Farmers, especially dairy farmers, tend to be more distanced and like staying at home on their own farm. During these times, that is a good thing.
We are all starting to get busy with spring harvest and corn planting season, but it is also a great time to take this opportunity to share online facts about farming that all can relate to during this time of social distancing, particularly terms that dairy farmers have understood for their entire careers.
1. Social distancing: Take time to record a video and share information on why a lot of farms separate calves for the first few months. Explain why that is important to give the calf time to build a healthy immune system, to help prevent viruses from spreading from calf to calf, and to make it easier on staff to monitor calves as individuals. Explain that they are housed like this for only a short period and then are moved into small social groups once they are past those first critical months of life. Being a few feet apart greatly reduces the chances of virus transmission. Remind them that each calf is precious to us.
2. Herd immunity: I never thought I would hear that term on the evening news. We should take the time to explain all the steps we take to protect and care for our cows. Dairy farmers understand better than most the reasons for vaccinating your herd to give it resistance to many common viruses found in nature.

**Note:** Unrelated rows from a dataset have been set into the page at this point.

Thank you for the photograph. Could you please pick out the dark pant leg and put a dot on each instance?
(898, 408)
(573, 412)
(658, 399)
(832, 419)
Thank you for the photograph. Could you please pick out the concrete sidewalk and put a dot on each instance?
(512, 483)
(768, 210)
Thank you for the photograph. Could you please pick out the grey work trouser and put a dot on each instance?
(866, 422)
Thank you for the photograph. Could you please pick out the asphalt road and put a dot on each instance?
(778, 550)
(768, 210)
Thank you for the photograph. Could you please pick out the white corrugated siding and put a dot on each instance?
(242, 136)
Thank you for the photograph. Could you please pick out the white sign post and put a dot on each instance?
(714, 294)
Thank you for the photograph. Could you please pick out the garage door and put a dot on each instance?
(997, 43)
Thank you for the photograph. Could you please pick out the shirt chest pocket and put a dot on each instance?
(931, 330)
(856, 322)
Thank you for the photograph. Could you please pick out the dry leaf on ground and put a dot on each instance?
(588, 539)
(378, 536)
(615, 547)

3. Critical infrastructure: This should have already been self-evident, but people took note of that fact when they went to a store and found empty shelves for the first time. We had folks calling wanting to know why milk production had dropped or wondering if we (dairy farmers) had stayed home. I explained our cows were producing the same amount as always. I told them our family and staff had to care, milk, and feed our animals just like we always had. I explained that we were trying to social distance staff at work and explain to staff daily why that is important.
This is a unique time in which we can explain things we do on the farm to care for our animals and how it relates to the current situation we are all in.
We are all part of the human herd. We are a critical industry to the herd. Take this time of social distancing to explain what we are already practicing.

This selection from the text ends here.